Nick Bailey created CASSANDRA-6011:
--------------------------------------
Summary: Race condition in snapshot repair
Key: CASSANDRA-6011
URL: https://issues.apache.org/jira/browse/CASSANDRA-6011
Project: Cassandra
Issue Type: Bug
Components: Core
Reporter: Nick Bailey
Fix For: 1.2.10, 2.0.1
When we do a snapshot/sequential repair, we use the repair session id as the
snapshot name.
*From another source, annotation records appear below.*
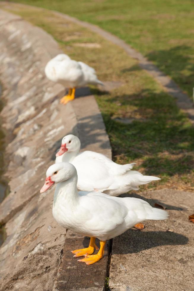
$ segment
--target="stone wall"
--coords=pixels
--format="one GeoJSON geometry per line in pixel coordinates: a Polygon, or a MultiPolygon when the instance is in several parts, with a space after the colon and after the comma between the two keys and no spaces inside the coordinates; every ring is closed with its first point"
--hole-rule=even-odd
{"type": "MultiPolygon", "coordinates": [[[[65,243],[66,230],[53,217],[53,189],[41,194],[39,190],[63,136],[78,135],[83,149],[111,157],[108,138],[94,98],[84,97],[84,89],[78,91],[82,97],[66,106],[59,104],[64,88],[49,81],[44,72],[48,61],[61,52],[51,36],[2,10],[0,30],[0,79],[6,102],[1,115],[7,143],[5,176],[10,189],[0,205],[0,222],[7,235],[0,249],[0,290],[70,290],[65,287],[67,281],[73,290],[76,286],[71,276],[74,272],[79,276],[80,266],[82,271],[86,267],[70,253],[68,265],[59,269],[71,245],[65,243]]],[[[83,241],[71,233],[68,236],[77,243],[83,241]]],[[[96,284],[86,281],[86,286],[103,289],[107,260],[101,260],[98,277],[90,278],[96,284]]]]}

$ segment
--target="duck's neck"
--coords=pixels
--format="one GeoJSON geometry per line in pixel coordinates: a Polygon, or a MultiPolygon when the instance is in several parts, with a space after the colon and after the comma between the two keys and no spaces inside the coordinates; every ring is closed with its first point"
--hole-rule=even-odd
{"type": "Polygon", "coordinates": [[[74,158],[78,154],[80,148],[73,151],[66,151],[64,153],[62,156],[63,162],[72,162],[74,158]]]}
{"type": "Polygon", "coordinates": [[[54,195],[54,206],[58,203],[67,207],[75,206],[79,197],[77,182],[77,177],[74,177],[57,184],[54,195]]]}

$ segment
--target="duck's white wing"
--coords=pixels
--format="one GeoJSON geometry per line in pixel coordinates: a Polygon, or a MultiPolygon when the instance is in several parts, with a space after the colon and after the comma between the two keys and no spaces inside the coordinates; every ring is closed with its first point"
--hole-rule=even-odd
{"type": "Polygon", "coordinates": [[[81,153],[72,163],[77,172],[79,190],[100,192],[116,191],[120,186],[121,175],[134,164],[118,165],[104,155],[90,151],[81,153]]]}
{"type": "Polygon", "coordinates": [[[162,220],[168,216],[165,211],[137,198],[88,193],[80,197],[80,203],[79,217],[83,216],[83,219],[86,213],[86,227],[103,240],[119,235],[145,219],[162,220]]]}
{"type": "Polygon", "coordinates": [[[86,151],[77,156],[72,163],[77,170],[79,190],[102,192],[112,189],[114,176],[110,174],[109,164],[113,166],[114,163],[106,157],[86,151]]]}
{"type": "Polygon", "coordinates": [[[45,72],[48,79],[68,87],[79,86],[84,77],[78,62],[68,58],[51,60],[45,67],[45,72]]]}
{"type": "Polygon", "coordinates": [[[93,68],[90,67],[82,62],[78,62],[82,68],[84,75],[83,85],[87,83],[103,85],[103,83],[98,79],[96,71],[93,68]]]}

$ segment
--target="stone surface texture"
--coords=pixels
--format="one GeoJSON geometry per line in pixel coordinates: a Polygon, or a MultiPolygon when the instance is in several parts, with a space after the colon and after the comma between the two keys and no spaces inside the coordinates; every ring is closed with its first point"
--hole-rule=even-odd
{"type": "Polygon", "coordinates": [[[146,220],[145,228],[129,230],[113,240],[109,286],[114,291],[193,291],[193,194],[173,189],[133,197],[169,213],[164,221],[146,220]]]}
{"type": "Polygon", "coordinates": [[[46,170],[54,162],[66,134],[78,135],[82,150],[96,150],[111,158],[94,97],[84,97],[88,90],[80,89],[81,97],[74,102],[60,105],[64,88],[50,82],[44,73],[47,62],[61,52],[53,38],[1,10],[0,30],[0,79],[5,101],[1,118],[7,134],[5,176],[10,191],[0,205],[0,222],[7,235],[0,249],[0,290],[77,290],[70,272],[73,270],[79,290],[88,290],[93,280],[92,290],[102,290],[108,256],[101,261],[100,268],[77,262],[70,251],[81,248],[87,239],[68,234],[54,220],[53,189],[39,193],[46,170]]]}

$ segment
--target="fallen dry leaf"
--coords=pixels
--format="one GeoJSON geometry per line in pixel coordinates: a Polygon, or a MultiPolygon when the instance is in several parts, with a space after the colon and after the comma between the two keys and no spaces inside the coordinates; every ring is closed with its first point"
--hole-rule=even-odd
{"type": "Polygon", "coordinates": [[[194,223],[194,213],[189,216],[189,220],[193,223],[194,223]]]}
{"type": "Polygon", "coordinates": [[[160,209],[163,209],[164,210],[166,209],[166,207],[165,207],[163,206],[163,205],[161,205],[160,204],[158,204],[158,203],[155,203],[154,206],[155,207],[157,207],[157,208],[160,208],[160,209]]]}
{"type": "Polygon", "coordinates": [[[139,229],[139,230],[141,230],[142,229],[143,229],[144,228],[144,225],[143,223],[137,223],[134,225],[134,227],[136,229],[139,229]]]}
Unfortunately in Directories.java when we delete a snapshot, we
delete it for all column families, even when called on a specific cf store.
So what can happen is this:
Node B finishes validation compaction for CF1 and Notifies Node A
Node B *starts* to delete snapshot for CF1
Node A finishes repair of CF1 and starts repair of CF2
Node B takes snapshot of CF2 and starts validation compaction, but the previous
validation compaction is still deleting snapshots, so the snapshot it wants to
run a validation on gets deleted out from under it.
I've only reproduced on 1.2.6, but looking at the code this definitely looks
like it exists in 1.2 HEAD. Not positive about 2.0.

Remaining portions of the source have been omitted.